New features, backwards incompatibilities and migration guide

We’re very excited to finally introduce spaCy v2.0! On this page, you’ll find a summary of the new features, information on the backwards incompatibilities, including a handy overview of what’s been renamed or deprecated. To help you make the most of v2.0, we also re-wrote almost all of the usage guides and API docs, and added more real-world examples. If you’re new to spaCy, or just want to brush up on some NLP basics and the details of the library, check out the spaCy 101 guide that explains the most important concepts with examples and illustrations.


This release features entirely new deep learning-powered models for spaCy’s tagger, parser and entity recognizer. The new models are 10× smaller, 20% more accurate and even cheaper to run than the previous generation.

We’ve also made several usability improvements that are particularly helpful for production deployments. spaCy v2 now fully supports the Pickle protocol, making it easy to use spaCy with Apache Spark.
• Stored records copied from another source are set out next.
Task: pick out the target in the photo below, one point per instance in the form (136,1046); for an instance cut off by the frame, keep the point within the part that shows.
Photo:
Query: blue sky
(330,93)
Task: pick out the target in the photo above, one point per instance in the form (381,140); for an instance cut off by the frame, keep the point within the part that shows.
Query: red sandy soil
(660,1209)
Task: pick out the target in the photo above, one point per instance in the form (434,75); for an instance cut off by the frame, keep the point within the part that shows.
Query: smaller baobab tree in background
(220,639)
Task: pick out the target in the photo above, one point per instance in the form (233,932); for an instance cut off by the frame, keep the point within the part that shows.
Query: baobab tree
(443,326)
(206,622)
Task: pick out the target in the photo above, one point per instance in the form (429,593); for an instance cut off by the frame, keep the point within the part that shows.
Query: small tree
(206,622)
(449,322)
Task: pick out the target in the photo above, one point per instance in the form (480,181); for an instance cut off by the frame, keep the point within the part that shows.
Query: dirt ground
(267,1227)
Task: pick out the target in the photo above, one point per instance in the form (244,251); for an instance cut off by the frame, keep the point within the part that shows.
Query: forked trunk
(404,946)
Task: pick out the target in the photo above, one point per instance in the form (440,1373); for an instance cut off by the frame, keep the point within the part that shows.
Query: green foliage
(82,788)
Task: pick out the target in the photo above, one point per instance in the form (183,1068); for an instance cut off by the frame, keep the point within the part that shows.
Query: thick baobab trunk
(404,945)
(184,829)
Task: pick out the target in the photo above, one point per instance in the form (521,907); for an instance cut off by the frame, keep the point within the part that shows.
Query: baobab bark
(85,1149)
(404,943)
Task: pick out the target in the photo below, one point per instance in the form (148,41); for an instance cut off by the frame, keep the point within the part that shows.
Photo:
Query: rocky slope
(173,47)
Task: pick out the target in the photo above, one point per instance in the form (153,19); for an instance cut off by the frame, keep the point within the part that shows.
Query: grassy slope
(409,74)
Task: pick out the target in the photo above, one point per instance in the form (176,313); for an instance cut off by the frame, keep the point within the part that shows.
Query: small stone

The string-to-integer mapping is no longer stateful, making it easy to reconcile annotations made in different processes. Models are smaller and use less memory, and the APIs for serialization are now much more consistent. Custom pipeline components let you modify the Doc at any stage in the pipeline. You can now also add your own custom attributes, properties and methods to the Doc, Token and Span.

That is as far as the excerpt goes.